The Star-Spangled Banner’s large size, fragile condition, and tremendous value to the American people have made it a challenging artifact to preserve and display. Like most objects, the flag has gradually deteriorated over time. Its woolen and cotton fibers have been weakened by almost two centuries of exposure to light, dust, and other elements. The flag is no longer strong enough to support its own weight.
The flag’s weakened condition was first recognized in 1873 by Admiral George Preble, who attached sailcloth backing to the Star-Spangled Banner so that it could be hung and photographed. After the flag was donated to the Smithsonian in 1912, the institution employed a professional flag restorer to replace the sailcloth backing with linen, using a patented stitching technique. When the flag was installed in the National Museum of American History building, which opened to the public in 1964, special straps had been added to the backing to protect the flag from the stress of the vertical display.
After the Star-Spangled Banner was taken down in 1998 and its linen backing removed, its fragile condition was evident. Rather than try to hang the flag again, the Smithsonian decided to find a new way to display the Star-Spangled Banner.

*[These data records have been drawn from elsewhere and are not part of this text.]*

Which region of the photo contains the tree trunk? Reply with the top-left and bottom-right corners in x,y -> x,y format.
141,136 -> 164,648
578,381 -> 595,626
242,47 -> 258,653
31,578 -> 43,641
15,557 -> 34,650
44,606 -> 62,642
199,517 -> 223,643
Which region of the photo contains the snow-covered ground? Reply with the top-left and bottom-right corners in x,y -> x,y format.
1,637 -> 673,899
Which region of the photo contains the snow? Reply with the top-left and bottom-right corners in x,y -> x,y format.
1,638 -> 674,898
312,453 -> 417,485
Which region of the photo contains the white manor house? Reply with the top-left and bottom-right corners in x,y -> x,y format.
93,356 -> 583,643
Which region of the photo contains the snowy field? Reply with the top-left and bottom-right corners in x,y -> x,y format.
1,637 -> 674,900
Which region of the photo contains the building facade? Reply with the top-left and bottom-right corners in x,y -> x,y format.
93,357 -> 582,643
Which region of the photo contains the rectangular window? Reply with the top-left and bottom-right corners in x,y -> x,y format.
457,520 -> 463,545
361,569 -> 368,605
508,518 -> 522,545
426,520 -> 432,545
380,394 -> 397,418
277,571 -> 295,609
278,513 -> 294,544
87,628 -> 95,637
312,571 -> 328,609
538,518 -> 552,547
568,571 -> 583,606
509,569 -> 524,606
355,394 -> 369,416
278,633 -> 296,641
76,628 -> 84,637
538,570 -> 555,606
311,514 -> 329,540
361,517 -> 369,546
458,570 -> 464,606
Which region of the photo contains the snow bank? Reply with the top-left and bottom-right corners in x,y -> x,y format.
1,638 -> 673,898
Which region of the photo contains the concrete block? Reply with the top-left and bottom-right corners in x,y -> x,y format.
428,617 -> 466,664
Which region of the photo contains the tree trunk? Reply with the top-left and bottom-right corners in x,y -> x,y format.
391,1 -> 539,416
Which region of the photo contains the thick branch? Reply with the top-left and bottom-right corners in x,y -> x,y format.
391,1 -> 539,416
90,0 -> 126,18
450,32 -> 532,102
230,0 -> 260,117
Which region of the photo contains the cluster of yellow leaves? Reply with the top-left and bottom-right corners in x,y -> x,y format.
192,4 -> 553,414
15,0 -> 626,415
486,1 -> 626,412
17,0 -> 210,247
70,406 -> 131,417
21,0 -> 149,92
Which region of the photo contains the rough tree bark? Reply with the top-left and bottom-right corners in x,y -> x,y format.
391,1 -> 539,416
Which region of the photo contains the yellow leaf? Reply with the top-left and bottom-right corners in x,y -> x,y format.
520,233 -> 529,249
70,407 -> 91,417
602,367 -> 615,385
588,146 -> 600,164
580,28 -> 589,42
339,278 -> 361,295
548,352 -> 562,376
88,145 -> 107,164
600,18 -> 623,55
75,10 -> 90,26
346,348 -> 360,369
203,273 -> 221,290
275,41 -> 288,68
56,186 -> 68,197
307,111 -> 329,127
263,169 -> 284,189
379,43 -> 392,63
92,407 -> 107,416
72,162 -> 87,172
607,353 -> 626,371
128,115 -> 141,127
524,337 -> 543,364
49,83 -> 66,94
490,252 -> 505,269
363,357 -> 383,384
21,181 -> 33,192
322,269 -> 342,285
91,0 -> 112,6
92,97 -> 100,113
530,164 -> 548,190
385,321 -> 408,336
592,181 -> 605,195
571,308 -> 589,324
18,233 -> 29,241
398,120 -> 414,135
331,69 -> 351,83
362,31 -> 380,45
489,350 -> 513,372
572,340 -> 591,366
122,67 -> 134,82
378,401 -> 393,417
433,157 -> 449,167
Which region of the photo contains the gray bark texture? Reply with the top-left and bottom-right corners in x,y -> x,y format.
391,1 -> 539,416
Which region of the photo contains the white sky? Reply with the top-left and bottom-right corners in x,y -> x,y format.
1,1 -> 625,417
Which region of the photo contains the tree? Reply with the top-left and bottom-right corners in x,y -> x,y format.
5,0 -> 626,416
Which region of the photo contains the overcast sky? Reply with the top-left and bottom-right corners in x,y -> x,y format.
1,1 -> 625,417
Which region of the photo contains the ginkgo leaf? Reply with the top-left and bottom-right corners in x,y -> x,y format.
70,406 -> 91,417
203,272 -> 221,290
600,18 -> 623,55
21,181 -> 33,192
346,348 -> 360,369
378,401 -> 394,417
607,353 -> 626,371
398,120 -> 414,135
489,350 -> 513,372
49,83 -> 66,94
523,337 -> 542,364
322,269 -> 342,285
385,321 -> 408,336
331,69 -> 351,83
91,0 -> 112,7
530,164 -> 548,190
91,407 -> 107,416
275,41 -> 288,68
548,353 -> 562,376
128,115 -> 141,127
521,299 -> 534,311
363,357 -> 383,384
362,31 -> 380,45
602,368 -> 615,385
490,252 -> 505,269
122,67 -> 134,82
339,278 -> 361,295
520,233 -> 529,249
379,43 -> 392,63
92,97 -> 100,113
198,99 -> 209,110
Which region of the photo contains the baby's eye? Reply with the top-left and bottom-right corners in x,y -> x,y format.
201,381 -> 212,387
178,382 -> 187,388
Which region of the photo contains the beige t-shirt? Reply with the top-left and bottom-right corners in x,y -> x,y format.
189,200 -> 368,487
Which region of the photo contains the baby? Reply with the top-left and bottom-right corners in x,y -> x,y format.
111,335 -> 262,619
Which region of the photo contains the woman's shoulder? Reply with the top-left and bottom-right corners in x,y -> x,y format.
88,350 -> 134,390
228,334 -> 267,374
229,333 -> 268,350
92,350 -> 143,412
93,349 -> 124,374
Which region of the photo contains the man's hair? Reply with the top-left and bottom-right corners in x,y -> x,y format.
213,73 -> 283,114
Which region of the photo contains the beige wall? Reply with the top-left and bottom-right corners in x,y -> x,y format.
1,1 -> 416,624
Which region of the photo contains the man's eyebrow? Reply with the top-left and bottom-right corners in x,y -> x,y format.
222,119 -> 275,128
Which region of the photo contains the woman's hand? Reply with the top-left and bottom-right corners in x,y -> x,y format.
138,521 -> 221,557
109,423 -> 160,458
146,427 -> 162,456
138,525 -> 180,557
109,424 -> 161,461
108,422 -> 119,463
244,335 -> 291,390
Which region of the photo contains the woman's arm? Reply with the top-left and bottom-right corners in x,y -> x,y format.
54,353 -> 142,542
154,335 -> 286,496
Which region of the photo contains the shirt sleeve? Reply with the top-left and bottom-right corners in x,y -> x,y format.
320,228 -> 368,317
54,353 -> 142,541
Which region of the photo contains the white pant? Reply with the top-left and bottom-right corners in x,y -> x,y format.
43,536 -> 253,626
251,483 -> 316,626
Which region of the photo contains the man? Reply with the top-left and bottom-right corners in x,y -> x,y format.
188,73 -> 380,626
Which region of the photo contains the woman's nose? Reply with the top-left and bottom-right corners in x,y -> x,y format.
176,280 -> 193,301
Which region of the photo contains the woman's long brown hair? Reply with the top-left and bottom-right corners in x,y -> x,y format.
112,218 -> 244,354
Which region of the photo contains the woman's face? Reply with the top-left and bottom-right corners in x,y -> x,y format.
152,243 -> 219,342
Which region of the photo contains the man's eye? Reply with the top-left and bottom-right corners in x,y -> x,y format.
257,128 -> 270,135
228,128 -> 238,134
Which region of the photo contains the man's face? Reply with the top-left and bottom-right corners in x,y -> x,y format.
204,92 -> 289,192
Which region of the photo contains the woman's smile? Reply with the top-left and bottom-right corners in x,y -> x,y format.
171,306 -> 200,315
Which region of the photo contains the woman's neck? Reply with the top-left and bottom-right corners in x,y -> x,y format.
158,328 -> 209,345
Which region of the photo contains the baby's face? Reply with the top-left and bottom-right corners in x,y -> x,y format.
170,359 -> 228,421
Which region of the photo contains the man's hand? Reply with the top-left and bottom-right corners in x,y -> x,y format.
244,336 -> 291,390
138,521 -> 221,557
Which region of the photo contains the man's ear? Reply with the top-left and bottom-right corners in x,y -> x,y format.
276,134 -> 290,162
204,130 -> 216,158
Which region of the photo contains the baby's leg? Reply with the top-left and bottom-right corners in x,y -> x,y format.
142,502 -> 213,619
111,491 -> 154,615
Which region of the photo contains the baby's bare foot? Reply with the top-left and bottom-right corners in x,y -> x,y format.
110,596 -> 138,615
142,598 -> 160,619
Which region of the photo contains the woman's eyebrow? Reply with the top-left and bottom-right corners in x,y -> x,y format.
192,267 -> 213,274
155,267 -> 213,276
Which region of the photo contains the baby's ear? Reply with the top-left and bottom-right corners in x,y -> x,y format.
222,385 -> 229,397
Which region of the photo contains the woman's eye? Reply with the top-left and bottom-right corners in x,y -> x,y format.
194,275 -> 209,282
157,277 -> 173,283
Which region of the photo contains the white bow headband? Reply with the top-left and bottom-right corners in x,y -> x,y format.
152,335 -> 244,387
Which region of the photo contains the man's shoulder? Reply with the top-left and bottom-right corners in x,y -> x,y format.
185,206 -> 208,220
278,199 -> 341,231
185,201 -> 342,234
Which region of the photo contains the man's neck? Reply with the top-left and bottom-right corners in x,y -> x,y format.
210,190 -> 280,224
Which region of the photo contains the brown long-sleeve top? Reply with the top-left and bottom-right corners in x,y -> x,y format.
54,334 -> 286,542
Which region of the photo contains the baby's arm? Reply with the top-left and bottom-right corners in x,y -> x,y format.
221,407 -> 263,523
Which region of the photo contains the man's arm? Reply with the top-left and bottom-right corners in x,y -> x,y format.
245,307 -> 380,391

Check out the progress of this restoration project at the Star-Spangled Banner Web site at http://americanhistory.si.edu/starspangledbanner/.
After the conservation work is complete, the Star-Spangled Banner will be returned to the heart of the museum and installed in a dramatic new flag room. Visitors will be able to see the flag in its true condition, as a tattered but treasured piece of our nation’s history.